About a year and a half after Tom and I spoke in person I went out with a guy named Mark. I want you to understand, I liked Mark. He was interesting to talk with. He was fun to dance with. He was pretty cute. I knew that I wanted to make out with Mark. I just didn’t know if I wanted to make out with him because he was him or because I was tired of feeling sad about Tom.


The truth is, that was the reason I was interested in Mark. I was attracted to him and I wanted him to cover up the loss of intimacy that I felt. That is what lust is. I had no desire for a deeper relationship with Mark, I didn’t want to know every part of who he was or to have him truly know me. It wasn’t him that I wanted.


I never kissed Mark. Kissing Mark would have only hurt him… and me.
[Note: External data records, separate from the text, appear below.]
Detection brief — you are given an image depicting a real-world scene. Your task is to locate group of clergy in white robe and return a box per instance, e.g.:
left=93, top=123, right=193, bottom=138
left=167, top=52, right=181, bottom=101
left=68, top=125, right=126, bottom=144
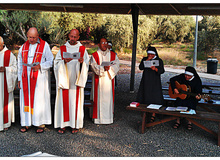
left=0, top=28, right=119, bottom=134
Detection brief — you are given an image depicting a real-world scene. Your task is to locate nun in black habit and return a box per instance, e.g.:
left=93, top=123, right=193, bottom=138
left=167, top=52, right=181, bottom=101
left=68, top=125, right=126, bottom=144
left=170, top=66, right=202, bottom=130
left=137, top=46, right=164, bottom=122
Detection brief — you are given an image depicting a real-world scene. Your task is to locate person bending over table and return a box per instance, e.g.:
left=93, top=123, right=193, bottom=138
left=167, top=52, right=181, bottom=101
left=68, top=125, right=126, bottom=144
left=170, top=66, right=202, bottom=130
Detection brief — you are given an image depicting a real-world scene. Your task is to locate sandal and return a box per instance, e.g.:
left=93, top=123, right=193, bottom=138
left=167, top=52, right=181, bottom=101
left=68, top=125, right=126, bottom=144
left=58, top=128, right=66, bottom=134
left=36, top=127, right=44, bottom=133
left=150, top=116, right=155, bottom=123
left=71, top=128, right=79, bottom=134
left=20, top=126, right=29, bottom=133
left=187, top=124, right=192, bottom=130
left=173, top=122, right=180, bottom=129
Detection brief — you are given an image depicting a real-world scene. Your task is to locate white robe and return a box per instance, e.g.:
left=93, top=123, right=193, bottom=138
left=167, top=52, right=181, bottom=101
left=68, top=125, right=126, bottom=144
left=0, top=47, right=17, bottom=131
left=18, top=42, right=54, bottom=126
left=54, top=41, right=89, bottom=129
left=90, top=49, right=120, bottom=124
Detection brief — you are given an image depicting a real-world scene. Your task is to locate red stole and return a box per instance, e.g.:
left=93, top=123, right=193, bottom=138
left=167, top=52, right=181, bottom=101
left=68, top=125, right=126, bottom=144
left=22, top=38, right=45, bottom=114
left=60, top=45, right=86, bottom=122
left=3, top=50, right=11, bottom=124
left=92, top=51, right=116, bottom=119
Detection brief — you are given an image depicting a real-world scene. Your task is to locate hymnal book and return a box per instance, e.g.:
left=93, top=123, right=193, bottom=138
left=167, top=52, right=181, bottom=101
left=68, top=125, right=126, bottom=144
left=130, top=102, right=140, bottom=107
left=147, top=104, right=162, bottom=109
left=63, top=52, right=80, bottom=59
left=166, top=106, right=188, bottom=111
left=101, top=61, right=115, bottom=66
left=144, top=60, right=159, bottom=68
left=22, top=62, right=40, bottom=67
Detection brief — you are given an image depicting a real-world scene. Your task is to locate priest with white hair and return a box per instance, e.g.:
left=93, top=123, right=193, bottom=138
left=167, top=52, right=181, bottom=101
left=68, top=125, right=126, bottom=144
left=18, top=27, right=54, bottom=133
left=0, top=37, right=17, bottom=131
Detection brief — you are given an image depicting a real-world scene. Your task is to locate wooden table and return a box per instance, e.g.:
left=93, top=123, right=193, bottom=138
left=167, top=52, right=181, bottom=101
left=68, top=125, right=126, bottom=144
left=126, top=104, right=220, bottom=146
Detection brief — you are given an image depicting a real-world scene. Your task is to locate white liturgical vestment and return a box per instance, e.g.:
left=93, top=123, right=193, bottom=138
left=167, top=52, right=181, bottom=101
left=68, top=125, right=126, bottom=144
left=0, top=47, right=17, bottom=131
left=18, top=39, right=54, bottom=126
left=90, top=49, right=119, bottom=124
left=54, top=41, right=89, bottom=129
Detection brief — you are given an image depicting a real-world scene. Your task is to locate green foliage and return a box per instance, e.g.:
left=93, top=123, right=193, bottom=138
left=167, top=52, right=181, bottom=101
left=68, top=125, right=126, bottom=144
left=198, top=16, right=220, bottom=57
left=0, top=11, right=40, bottom=41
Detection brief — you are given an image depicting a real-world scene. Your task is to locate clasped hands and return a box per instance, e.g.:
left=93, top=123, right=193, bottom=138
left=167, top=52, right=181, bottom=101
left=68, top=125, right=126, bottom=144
left=104, top=66, right=110, bottom=71
left=64, top=57, right=84, bottom=63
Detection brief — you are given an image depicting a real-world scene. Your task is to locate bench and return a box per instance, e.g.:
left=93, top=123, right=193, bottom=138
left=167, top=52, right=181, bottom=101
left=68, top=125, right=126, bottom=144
left=163, top=95, right=220, bottom=112
left=126, top=104, right=220, bottom=146
left=162, top=86, right=220, bottom=95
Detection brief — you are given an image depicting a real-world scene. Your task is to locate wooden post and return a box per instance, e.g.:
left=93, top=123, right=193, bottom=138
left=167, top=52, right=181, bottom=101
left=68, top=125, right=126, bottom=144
left=130, top=4, right=139, bottom=93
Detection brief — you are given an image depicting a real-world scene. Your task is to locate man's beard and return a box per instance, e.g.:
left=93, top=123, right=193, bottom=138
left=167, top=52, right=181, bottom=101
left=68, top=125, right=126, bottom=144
left=70, top=41, right=76, bottom=45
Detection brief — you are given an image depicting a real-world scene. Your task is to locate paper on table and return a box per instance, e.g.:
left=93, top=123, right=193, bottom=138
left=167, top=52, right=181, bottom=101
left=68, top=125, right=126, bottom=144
left=166, top=107, right=176, bottom=111
left=63, top=52, right=80, bottom=59
left=176, top=106, right=188, bottom=111
left=22, top=62, right=39, bottom=67
left=147, top=104, right=162, bottom=109
left=180, top=109, right=196, bottom=114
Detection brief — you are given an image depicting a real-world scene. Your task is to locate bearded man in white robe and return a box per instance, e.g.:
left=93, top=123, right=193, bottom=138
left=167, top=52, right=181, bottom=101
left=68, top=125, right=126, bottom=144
left=90, top=38, right=119, bottom=124
left=18, top=27, right=54, bottom=133
left=54, top=29, right=89, bottom=134
left=0, top=37, right=17, bottom=131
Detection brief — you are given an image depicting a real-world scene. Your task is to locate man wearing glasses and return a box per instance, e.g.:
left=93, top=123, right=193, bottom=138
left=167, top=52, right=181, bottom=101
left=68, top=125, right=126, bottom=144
left=90, top=38, right=119, bottom=124
left=18, top=27, right=54, bottom=133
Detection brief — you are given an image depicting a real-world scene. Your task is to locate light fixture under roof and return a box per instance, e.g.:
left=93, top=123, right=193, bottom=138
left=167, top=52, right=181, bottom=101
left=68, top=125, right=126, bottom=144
left=188, top=5, right=220, bottom=10
left=40, top=3, right=83, bottom=8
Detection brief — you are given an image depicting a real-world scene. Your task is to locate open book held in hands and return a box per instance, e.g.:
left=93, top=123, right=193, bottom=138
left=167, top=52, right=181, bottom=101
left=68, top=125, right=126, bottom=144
left=63, top=52, right=80, bottom=59
left=130, top=102, right=140, bottom=107
left=22, top=62, right=40, bottom=67
left=101, top=61, right=116, bottom=66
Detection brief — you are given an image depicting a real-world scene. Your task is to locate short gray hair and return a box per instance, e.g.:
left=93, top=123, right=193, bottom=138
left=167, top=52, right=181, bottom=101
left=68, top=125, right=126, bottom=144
left=0, top=36, right=4, bottom=43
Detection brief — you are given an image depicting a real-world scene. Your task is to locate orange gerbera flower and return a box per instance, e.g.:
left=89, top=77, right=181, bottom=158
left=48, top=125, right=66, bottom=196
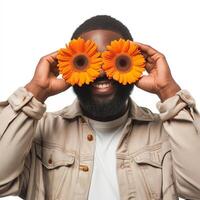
left=102, top=39, right=145, bottom=85
left=57, top=37, right=102, bottom=86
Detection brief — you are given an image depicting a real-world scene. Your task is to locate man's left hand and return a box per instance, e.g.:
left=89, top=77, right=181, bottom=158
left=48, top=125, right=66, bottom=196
left=135, top=42, right=181, bottom=101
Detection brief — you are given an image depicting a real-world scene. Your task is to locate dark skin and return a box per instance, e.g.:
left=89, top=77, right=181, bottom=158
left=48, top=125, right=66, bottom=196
left=25, top=30, right=181, bottom=121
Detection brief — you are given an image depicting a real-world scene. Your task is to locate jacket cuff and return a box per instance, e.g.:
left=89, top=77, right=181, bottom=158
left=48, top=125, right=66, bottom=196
left=156, top=90, right=195, bottom=121
left=8, top=87, right=46, bottom=120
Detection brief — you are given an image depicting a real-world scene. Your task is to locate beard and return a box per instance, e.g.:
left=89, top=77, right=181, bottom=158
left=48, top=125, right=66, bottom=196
left=73, top=77, right=134, bottom=121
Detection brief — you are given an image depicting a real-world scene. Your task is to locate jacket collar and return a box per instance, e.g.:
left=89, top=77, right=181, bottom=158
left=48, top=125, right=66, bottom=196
left=57, top=97, right=159, bottom=121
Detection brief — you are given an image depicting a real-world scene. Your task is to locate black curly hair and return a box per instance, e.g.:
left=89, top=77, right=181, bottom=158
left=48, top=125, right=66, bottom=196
left=71, top=15, right=133, bottom=40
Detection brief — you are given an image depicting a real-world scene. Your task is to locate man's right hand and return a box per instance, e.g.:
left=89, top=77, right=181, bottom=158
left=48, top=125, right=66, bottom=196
left=25, top=51, right=71, bottom=103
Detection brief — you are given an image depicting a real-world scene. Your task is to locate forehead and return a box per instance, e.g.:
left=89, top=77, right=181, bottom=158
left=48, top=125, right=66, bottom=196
left=80, top=29, right=122, bottom=51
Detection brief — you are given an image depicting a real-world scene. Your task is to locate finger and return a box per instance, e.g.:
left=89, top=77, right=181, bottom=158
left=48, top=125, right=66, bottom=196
left=135, top=75, right=152, bottom=92
left=135, top=42, right=159, bottom=56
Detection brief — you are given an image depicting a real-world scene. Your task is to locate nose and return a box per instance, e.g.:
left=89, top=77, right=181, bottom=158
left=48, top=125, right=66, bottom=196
left=98, top=69, right=106, bottom=77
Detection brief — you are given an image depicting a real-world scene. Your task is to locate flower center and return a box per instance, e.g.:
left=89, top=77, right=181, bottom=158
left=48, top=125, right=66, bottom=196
left=73, top=55, right=88, bottom=70
left=115, top=55, right=132, bottom=71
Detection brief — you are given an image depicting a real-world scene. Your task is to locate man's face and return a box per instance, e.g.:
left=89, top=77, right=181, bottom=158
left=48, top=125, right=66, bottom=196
left=73, top=30, right=133, bottom=121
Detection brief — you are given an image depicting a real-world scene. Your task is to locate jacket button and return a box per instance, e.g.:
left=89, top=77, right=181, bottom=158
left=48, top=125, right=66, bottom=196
left=87, top=134, right=93, bottom=141
left=81, top=117, right=85, bottom=123
left=48, top=158, right=52, bottom=164
left=79, top=165, right=89, bottom=172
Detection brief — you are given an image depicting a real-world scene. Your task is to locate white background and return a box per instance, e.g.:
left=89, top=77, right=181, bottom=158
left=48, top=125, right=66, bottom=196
left=0, top=0, right=200, bottom=200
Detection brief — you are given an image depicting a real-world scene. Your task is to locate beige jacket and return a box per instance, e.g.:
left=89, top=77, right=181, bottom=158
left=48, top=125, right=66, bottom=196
left=0, top=88, right=200, bottom=200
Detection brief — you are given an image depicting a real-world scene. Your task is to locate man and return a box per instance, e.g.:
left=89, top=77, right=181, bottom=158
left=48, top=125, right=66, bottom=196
left=0, top=16, right=200, bottom=200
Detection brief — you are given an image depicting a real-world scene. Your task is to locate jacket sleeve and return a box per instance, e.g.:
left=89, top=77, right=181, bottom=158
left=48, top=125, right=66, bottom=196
left=0, top=87, right=46, bottom=197
left=157, top=90, right=200, bottom=199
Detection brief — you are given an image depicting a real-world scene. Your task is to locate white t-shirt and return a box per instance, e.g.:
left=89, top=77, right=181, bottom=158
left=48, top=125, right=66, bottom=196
left=88, top=110, right=128, bottom=200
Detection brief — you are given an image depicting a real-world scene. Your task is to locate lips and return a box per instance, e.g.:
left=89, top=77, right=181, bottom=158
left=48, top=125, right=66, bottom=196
left=91, top=79, right=115, bottom=95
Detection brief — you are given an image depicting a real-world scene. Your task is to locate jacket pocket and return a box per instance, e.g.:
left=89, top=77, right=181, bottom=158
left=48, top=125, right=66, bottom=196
left=36, top=145, right=75, bottom=200
left=133, top=142, right=171, bottom=200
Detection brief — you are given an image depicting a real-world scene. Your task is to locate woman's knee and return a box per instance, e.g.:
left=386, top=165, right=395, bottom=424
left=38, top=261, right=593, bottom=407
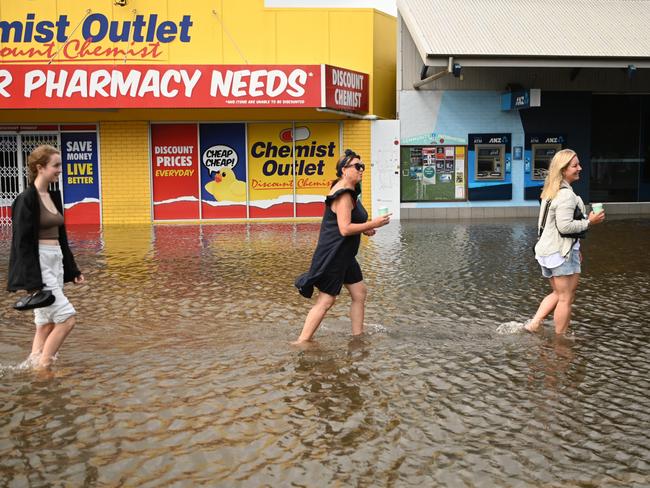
left=350, top=282, right=368, bottom=302
left=316, top=293, right=336, bottom=312
left=57, top=315, right=77, bottom=332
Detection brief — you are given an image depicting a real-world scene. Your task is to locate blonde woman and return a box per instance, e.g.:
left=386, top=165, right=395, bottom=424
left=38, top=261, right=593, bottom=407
left=525, top=149, right=605, bottom=335
left=7, top=145, right=84, bottom=369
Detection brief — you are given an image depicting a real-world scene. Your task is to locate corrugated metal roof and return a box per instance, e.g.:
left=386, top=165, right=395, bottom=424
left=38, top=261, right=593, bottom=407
left=397, top=0, right=650, bottom=58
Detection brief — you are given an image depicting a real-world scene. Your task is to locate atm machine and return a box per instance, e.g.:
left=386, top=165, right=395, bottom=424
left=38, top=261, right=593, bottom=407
left=467, top=134, right=512, bottom=200
left=524, top=134, right=566, bottom=200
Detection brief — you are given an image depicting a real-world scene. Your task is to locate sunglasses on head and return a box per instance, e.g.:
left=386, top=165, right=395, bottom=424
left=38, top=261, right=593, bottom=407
left=344, top=163, right=366, bottom=171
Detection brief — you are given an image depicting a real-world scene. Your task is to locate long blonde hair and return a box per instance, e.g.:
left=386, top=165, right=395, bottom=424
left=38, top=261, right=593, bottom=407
left=542, top=149, right=576, bottom=200
left=27, top=144, right=61, bottom=183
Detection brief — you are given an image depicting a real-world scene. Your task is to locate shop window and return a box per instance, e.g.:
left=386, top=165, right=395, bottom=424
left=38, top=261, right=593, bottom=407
left=400, top=146, right=467, bottom=202
left=589, top=95, right=644, bottom=202
left=474, top=144, right=506, bottom=181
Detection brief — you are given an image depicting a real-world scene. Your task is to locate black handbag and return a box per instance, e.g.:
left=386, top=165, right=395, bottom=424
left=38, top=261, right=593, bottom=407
left=14, top=290, right=55, bottom=311
left=533, top=200, right=551, bottom=256
left=555, top=205, right=587, bottom=239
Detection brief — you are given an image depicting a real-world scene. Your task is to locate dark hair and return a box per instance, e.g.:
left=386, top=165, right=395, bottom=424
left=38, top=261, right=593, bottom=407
left=27, top=144, right=61, bottom=183
left=330, top=149, right=361, bottom=188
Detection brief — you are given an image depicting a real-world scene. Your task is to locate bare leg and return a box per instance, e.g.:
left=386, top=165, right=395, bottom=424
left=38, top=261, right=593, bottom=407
left=38, top=316, right=75, bottom=369
left=551, top=273, right=580, bottom=335
left=345, top=281, right=368, bottom=335
left=31, top=324, right=54, bottom=356
left=526, top=278, right=559, bottom=332
left=293, top=291, right=336, bottom=344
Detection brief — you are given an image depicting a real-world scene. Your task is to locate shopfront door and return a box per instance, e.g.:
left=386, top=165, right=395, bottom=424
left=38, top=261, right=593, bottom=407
left=0, top=133, right=59, bottom=226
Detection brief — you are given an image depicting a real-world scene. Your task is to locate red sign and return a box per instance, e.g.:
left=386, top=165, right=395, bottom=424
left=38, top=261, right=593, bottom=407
left=151, top=124, right=199, bottom=220
left=0, top=65, right=369, bottom=112
left=0, top=65, right=321, bottom=109
left=325, top=65, right=370, bottom=112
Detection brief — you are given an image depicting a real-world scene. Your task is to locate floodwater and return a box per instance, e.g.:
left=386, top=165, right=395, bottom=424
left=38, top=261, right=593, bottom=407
left=0, top=218, right=650, bottom=487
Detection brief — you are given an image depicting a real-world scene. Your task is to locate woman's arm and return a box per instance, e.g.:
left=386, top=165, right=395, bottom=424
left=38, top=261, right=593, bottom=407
left=332, top=193, right=390, bottom=236
left=555, top=190, right=589, bottom=234
left=7, top=194, right=44, bottom=291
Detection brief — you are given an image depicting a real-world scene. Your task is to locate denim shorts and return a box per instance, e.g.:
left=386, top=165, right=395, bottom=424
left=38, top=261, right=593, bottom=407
left=541, top=249, right=580, bottom=278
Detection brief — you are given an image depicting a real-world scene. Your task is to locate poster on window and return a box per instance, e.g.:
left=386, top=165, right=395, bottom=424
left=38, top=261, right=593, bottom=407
left=61, top=132, right=101, bottom=224
left=248, top=123, right=293, bottom=218
left=151, top=124, right=199, bottom=220
left=292, top=122, right=341, bottom=217
left=199, top=124, right=247, bottom=219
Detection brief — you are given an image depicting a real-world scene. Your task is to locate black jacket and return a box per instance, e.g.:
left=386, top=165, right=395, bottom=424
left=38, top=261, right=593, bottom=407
left=7, top=185, right=81, bottom=291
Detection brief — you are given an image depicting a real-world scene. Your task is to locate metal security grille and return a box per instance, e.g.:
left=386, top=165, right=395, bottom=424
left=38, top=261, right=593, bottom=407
left=0, top=134, right=60, bottom=226
left=0, top=135, right=19, bottom=226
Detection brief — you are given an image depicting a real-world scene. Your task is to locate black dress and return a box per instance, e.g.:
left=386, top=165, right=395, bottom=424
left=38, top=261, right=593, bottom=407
left=295, top=188, right=368, bottom=298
I do not believe, now, that it was sinful or lust to have the desire I had for Tom. God designed us in the garden to desire physical intimacy with someone we feel emotionally intimate with. But feeling the way I felt about him, having that desire for him, and coming so close to acting on that desire then losing him from my life was one of the hardest and most painful things I have ever gone through. It exposed the cracks that deep-seated insecurities left in my soul.


Maybe that is why God has asked me to wait until I am married because I cannot cover up the hurt of losing that deeper connection with someone no matter how hard I try.


I have a purity ring that my parents gave me when I was 17. I still wear it. It is a treasured item and it represents a commitment I made to God, not my parents but to God. I firmly believe that God has asked me to wait for my husband. To God that person is already my husband which means that to God sharing that deepest part of me with anyone else is wrong. God is meant to be part of our sexual relationships because our love and desire for a person as a whole person is meant to mirror God’s love for us. Sex in and of itself is not sinful or dirty or wrong and should not be taught as such but using a person, treating what should be the deepest part of our relationship with someone as something that can be thrown away is wrong; it will hurt you, it will hurt others, it has consequences.